(1.) THE respondent obtained a simple money decree against the appellant, and the decree was transferred to the Collector for execution in accordance with the provisions of schedule 3, Civil P.C. Execution was stayed as there were proceedings before the Debt Conciliation Board where the parties came to an agreement that the amount payable should be reduced to Rs. 1575 and that the judgment-debtor should transfer one acre to the decree-holder in lieu of Rs. 75 and pay the remaining RS. 1500 by 25 annual instalments of Rs. 60 each that agreement was never carried out owing to the failure of the judgment-debtor to deposit the registration charges before the Board. It is alleged that on 16th May 1939 the parties came to a second agreement out of Court under which the decree-holder agreed to take a half share of a certain field in full satisfaction of his decretal claim and was placed in possession of this land though no sale deed was executed. It appears that a receipt to this effect was executed by a reputed agent of the decree-holder and that the judgment-debtor produced this receipt before the Collector who dismissed the case as fully satisfied on 6th July 1939 and informed the civil Court to that effect.

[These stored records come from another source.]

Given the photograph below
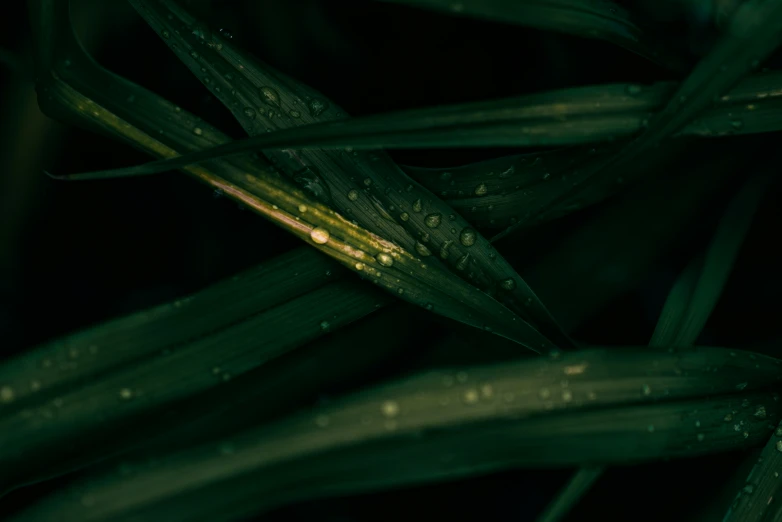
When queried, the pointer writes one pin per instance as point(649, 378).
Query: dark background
point(72, 255)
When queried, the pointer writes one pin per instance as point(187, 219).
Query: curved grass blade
point(559, 117)
point(599, 19)
point(63, 364)
point(256, 185)
point(754, 32)
point(441, 425)
point(576, 487)
point(370, 189)
point(756, 501)
point(697, 291)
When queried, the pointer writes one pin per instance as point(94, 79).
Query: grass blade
point(576, 487)
point(697, 291)
point(371, 190)
point(441, 422)
point(756, 499)
point(253, 183)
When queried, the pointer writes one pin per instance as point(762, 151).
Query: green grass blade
point(697, 291)
point(602, 20)
point(757, 498)
point(576, 487)
point(561, 117)
point(255, 184)
point(440, 425)
point(370, 189)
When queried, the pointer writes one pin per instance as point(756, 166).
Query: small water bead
point(445, 249)
point(468, 237)
point(508, 284)
point(422, 250)
point(433, 220)
point(316, 107)
point(390, 408)
point(7, 394)
point(270, 96)
point(384, 259)
point(320, 236)
point(471, 396)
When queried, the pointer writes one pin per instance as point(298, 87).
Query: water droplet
point(508, 284)
point(384, 259)
point(471, 396)
point(468, 237)
point(390, 408)
point(6, 394)
point(433, 220)
point(316, 107)
point(320, 235)
point(270, 96)
point(422, 250)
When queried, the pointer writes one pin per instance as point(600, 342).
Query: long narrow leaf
point(441, 424)
point(256, 185)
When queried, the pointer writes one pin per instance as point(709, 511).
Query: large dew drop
point(320, 235)
point(433, 220)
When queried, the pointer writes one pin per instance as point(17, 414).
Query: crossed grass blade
point(253, 183)
point(445, 424)
point(689, 304)
point(370, 190)
point(697, 291)
point(257, 386)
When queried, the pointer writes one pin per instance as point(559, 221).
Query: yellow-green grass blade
point(369, 189)
point(255, 184)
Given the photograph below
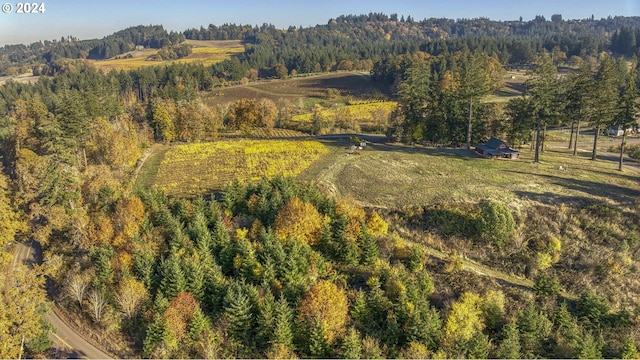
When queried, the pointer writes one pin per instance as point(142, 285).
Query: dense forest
point(279, 269)
point(348, 41)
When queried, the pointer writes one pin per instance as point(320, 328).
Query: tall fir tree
point(628, 108)
point(605, 101)
point(542, 89)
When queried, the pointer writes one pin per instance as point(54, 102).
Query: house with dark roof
point(496, 149)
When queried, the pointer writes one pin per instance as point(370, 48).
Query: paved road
point(64, 336)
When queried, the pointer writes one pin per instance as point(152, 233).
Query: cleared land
point(364, 112)
point(26, 78)
point(305, 90)
point(204, 52)
point(193, 169)
point(393, 176)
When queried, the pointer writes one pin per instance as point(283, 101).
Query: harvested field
point(356, 85)
point(193, 169)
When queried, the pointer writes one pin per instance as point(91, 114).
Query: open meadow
point(393, 176)
point(203, 52)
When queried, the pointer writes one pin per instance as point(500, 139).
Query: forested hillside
point(537, 259)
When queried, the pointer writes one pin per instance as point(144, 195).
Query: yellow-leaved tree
point(128, 217)
point(298, 219)
point(10, 222)
point(464, 320)
point(326, 304)
point(22, 296)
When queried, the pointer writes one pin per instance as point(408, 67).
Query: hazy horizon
point(90, 20)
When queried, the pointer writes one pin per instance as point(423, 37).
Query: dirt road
point(64, 337)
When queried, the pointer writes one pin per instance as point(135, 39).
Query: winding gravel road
point(64, 337)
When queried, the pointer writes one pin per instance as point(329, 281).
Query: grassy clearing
point(206, 53)
point(362, 112)
point(192, 169)
point(396, 176)
point(149, 169)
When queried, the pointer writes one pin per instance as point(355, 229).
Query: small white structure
point(618, 130)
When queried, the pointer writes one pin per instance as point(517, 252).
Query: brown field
point(26, 78)
point(355, 85)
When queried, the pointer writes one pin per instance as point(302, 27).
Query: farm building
point(496, 149)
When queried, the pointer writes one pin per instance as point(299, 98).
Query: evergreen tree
point(605, 101)
point(579, 99)
point(266, 319)
point(542, 88)
point(629, 349)
point(351, 345)
point(534, 329)
point(240, 312)
point(474, 84)
point(370, 250)
point(318, 346)
point(156, 335)
point(173, 279)
point(195, 277)
point(509, 347)
point(628, 109)
point(283, 331)
point(589, 348)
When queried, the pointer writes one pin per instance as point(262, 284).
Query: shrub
point(496, 223)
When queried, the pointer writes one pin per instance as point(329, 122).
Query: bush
point(496, 223)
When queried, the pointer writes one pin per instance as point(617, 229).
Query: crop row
point(366, 112)
point(192, 169)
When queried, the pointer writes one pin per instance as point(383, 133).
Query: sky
point(96, 19)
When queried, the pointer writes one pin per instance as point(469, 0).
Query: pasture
point(204, 52)
point(394, 176)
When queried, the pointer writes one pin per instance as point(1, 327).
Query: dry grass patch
point(192, 169)
point(203, 52)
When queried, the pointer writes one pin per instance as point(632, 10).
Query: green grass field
point(206, 53)
point(396, 176)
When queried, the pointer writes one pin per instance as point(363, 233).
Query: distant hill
point(352, 38)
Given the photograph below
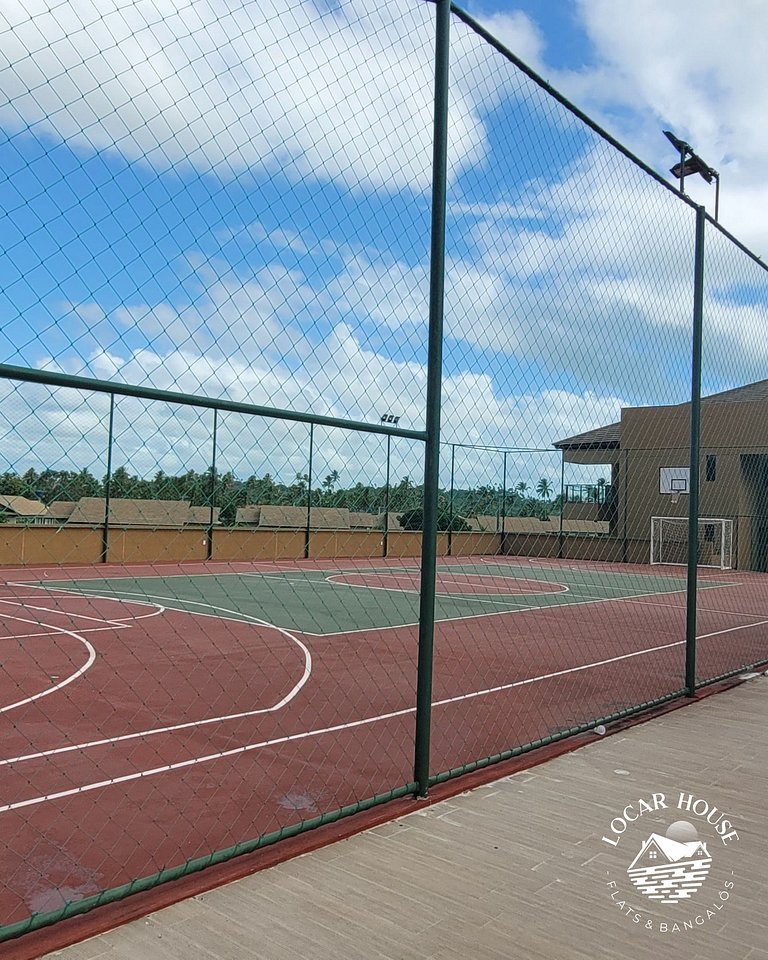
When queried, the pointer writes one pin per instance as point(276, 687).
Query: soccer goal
point(669, 541)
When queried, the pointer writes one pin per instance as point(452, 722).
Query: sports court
point(154, 715)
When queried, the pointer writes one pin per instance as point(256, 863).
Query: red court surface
point(137, 737)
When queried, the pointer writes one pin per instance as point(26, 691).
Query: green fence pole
point(308, 530)
point(504, 494)
point(434, 389)
point(560, 540)
point(450, 502)
point(386, 498)
point(108, 481)
point(212, 494)
point(693, 496)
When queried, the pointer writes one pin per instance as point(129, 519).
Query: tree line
point(224, 490)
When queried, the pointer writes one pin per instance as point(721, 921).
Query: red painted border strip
point(101, 919)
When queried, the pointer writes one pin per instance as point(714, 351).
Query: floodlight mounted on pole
point(394, 420)
point(691, 162)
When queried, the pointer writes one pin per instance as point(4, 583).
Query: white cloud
point(342, 94)
point(699, 67)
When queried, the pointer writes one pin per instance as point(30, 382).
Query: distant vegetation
point(229, 493)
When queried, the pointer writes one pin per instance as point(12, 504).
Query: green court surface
point(320, 602)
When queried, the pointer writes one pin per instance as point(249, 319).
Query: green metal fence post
point(450, 503)
point(434, 389)
point(385, 552)
point(212, 494)
point(308, 531)
point(504, 494)
point(560, 538)
point(693, 496)
point(108, 481)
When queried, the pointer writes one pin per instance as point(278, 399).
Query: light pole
point(394, 420)
point(691, 162)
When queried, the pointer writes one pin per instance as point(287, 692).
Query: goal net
point(669, 541)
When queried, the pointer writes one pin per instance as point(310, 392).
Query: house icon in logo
point(671, 868)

On 20th July 1939, an entry was made in the register of civil suits showing the decree as fully satisfied by private arrangement.
(2.) ON 18th June 1941 the decree-holder applied to execute the decree, and the question is whether execution is barred by the previous agreement. Under Order 21, Rule 2 a payment or adjustment of a decree must be certified by the decree-holder to the Court whose duty it is to execute a decree, and the judgment-debtor may also inform the Court of such payment or adjustment. Sub-rule (3) provides that a payment or adjustment which has not been certified or recorded, as aforesaid shall not be recognized by any Court executing the decree. In view of the plain words of Sub-rule (3) it seems to me that the only question that now arises for decision is whether the adjustment of the decree has been recorded by the Court whose duty it was to execute the decree. Admittedly the adjustment was never certified j by the decree-holder; the judgment-debtor in formed the Collector and the Collector informed the civil Court. It was held in Muhammad Said Khan v. Payag Sahu (94) 16 All. 228 that an application for certifying payment or adjustment was properly made to the Collector. That decision has been disapproved in Shankar Atmaram v. Keshav Govind A.I.R. 1936 Bom. 227 and Raghoji v. Vithoba . In those cases and also in Narasppa Naik v. Emperor A.I.R. 1935 Bom. 158 it has been held that the Collector is not a Court and has no power to record the adjustment of the decree. In Abdul Shakur v. Muhammad Matin A.I.R. 1924 All. 307 again it was held that the Collector is not a Court. Apart from the decision in Muhammad Said Khan v. Payag Sahu (94) 16 All. 228 where it was not specifically held that the Collector is a Court, it has, I think, almost invariably been held the Collector is not a Court. It therefore follows that the Collector cannot record an adjustment under Order 21, Rule 2.
(3.) I , therefore, agree with the lower Courts that the adjustment has not been certified or recorded and therefore cannot be recognized by the Court executing the decree. That is the only point that arises at this stage. The judgment-debtor may have other remedies open to him but he cannot dispute the executing Court's power to execute the decree. The appeal is dismissed with costs. Counsel's fee Rs. 20.